FORGET about the Grand Slam. It starts all over again right now as Wales prepare to take on the three Southern Hemisphere giants this month.
Great achievement though the Triple Crown and Grand Slam was coming so soon after Wales’ disastrous exit from the World Cup, it gets really serious now as Wales get ready to take a big step up.
First are world champions South Africa at the Millennium Stadium on Saturday followed by a lesser test against Canada, then it’s New Zealand and finally come Australia.
Wales will have home advantage each time which should be a big help, but in reality it hasn’t been in the past for Wales have beaten the Springboks just once in 22 attempts, they last got the better of the All Blacks as far back as 1953 and though they’ve had more success against the Wallabies they haven’t defeated them for three years.
So it’s a tall order, but the bar has been significantly raised since Warren Gatland took over as coach after the World Cup debacle. Expectations have grown among the fans and Gatland himself is now eager for the next challenge which is testing himself as well as his team against the best the southern hemisphere has to offer.
He hasn’t been helped by all the politics which have gone on recently and deprived him of the squad members last weekend because the regions refused to release the players from the final group EDF Energy cup-ties.
But that is lying dormant - to be raised again once the autumn series is over, you can be sure - so the countdown is on to the first hurdle against the world champions.
Wales have a point to prove for they played two Tests in South Africa in June and lost both, though the second was a distinct improvement on the first.
They were without key players like Martyn Williams and Mike Phillips (still out) but still showed enough second time around, when they lost only in the closing stages, to prove they can give the Springboks a run for their money.
Wales can also take advantage of a South Africa squad, or management, which seems undecided about which way they want to play at the moment.
Their traditional strengths are to blast opponents out of their path with a physical, heavyweight pack who basically bully the opposition. Then pick a kicking outside half, a Butch James for example, and the plan becomes pretty obvious. Under new coach Peter de Villiers, though, they have tried to play a more expansive game with limited success because they came bottom in this year’s Tri Nations, even if they did achieve a memorable win in New Zealand.
They could easily fall between two stools and it will be up to Wales to exploit that by getting among them right from the off.
De Villiers is also experimenting in two positions.
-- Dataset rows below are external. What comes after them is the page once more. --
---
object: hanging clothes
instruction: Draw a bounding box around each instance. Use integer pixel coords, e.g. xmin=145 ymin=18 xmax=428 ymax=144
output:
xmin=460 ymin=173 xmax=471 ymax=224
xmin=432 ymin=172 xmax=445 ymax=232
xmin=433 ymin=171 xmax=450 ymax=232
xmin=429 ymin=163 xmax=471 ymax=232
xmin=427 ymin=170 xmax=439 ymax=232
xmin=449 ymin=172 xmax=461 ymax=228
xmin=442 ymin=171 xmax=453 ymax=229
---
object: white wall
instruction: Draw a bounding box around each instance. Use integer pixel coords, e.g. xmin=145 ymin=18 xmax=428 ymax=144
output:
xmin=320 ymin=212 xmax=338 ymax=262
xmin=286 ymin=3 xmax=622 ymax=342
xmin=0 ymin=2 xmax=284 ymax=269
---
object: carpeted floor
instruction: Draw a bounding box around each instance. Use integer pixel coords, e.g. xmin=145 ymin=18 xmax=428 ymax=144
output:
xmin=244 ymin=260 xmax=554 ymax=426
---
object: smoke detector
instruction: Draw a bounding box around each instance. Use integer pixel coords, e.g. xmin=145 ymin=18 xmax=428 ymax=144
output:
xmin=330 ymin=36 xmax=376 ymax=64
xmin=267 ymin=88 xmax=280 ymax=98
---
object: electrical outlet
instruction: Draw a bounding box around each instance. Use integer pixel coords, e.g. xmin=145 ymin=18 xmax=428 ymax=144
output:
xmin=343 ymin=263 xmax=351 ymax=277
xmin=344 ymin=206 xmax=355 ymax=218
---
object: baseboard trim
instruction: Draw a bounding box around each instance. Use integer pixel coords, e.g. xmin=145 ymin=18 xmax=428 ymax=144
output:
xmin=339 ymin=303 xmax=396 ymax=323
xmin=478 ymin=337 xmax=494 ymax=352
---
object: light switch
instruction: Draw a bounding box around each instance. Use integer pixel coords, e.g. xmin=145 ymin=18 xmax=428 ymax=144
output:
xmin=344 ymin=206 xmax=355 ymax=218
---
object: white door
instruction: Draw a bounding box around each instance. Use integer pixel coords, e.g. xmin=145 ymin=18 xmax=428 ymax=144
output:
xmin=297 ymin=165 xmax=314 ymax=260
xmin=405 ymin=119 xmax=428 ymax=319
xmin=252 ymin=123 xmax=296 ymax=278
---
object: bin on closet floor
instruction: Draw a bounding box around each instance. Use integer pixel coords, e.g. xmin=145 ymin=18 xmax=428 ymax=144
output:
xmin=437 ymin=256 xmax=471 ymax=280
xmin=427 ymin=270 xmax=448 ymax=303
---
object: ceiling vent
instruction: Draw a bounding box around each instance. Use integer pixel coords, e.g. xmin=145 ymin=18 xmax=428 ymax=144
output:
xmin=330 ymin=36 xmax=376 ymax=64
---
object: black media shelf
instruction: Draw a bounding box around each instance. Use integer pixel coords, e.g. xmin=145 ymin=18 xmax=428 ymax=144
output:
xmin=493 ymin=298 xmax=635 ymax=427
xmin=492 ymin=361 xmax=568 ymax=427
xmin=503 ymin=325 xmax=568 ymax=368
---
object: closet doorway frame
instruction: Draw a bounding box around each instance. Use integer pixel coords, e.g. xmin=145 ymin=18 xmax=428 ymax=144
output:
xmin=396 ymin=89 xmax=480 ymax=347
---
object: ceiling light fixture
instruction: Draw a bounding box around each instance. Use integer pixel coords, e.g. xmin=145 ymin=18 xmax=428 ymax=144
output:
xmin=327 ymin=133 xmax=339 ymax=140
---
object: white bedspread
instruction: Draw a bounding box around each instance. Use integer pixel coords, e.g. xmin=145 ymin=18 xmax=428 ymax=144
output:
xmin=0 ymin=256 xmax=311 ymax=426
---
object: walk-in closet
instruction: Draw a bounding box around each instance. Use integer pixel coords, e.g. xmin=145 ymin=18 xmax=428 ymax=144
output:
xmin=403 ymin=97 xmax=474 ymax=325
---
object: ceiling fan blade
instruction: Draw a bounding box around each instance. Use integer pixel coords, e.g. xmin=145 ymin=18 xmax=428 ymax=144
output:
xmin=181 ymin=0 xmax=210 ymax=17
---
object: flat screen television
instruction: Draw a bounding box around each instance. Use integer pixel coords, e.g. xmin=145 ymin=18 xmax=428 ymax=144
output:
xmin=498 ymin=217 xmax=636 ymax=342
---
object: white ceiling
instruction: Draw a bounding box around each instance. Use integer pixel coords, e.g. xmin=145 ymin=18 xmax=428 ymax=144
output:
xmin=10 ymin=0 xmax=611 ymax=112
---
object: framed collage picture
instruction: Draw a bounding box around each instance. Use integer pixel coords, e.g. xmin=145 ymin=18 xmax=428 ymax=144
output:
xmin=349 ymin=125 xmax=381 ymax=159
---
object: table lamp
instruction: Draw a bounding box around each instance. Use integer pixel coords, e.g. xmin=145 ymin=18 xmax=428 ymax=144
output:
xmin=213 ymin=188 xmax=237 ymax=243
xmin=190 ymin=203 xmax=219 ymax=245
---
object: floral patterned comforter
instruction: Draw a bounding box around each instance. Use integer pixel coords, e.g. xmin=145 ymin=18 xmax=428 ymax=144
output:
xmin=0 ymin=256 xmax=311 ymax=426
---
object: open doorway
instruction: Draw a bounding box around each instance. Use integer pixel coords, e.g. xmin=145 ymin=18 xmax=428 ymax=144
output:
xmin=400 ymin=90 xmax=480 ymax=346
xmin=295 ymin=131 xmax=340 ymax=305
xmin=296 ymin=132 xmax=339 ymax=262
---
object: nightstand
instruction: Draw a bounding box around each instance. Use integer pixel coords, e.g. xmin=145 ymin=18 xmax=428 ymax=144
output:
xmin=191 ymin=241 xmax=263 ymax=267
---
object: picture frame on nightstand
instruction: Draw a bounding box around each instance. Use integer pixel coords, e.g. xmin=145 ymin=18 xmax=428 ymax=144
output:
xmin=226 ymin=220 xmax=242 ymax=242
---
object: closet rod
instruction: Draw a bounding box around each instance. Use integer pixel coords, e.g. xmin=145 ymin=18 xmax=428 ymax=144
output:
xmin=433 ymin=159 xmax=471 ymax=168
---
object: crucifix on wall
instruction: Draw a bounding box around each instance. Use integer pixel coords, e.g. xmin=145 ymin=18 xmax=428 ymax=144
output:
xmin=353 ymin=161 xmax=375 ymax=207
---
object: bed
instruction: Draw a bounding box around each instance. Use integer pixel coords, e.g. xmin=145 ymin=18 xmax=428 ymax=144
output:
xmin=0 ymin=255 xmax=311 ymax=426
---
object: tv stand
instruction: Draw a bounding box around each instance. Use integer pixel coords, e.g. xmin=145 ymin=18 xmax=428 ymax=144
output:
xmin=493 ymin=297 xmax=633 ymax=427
He has left James out of the touring party with the intention of trying Ruan Pienaar in the pivotal position, though normally a scrum half, but clearly versatile for his one appearance in last year’s World Cup was at full back against Tonga.
And there is also speculation that Springbok captain John Smit will switch to tight head prop instead of the hooker position he has occupied all his career – a really strange one that.
On the other hand the Ospreys, who form the bulk of the Welsh team, have been strangely off form and haven’t performed at anywhere near their best which must be a worry.
Particularly fallible has been their line-out which is another concern for Wales given that two members of the Ospreys trio of Ian Gough, Ian Evans and Alun Wyn Jones are the Wales locks, though another Osprey, Jonathan Thomas is the line-out caller and he has been ruled out.
Gatland will, nevertherless, use the time at his disposal this week to remind the players of some core values, instil in them a sharp dose of reality and drill home what wearing the jersey means. Does it take a New Zealander to do that? It does to drive the matter home it appears.
Gatland won’t be drawn on what he would regard as a success from the autumn series because he doesn’t want to be nailed by any predictions, but the absolute minimum would be one victory over the big three, two would be terrific and three would be the stuff of fairy tales. I have an awful feeling it’ll be none.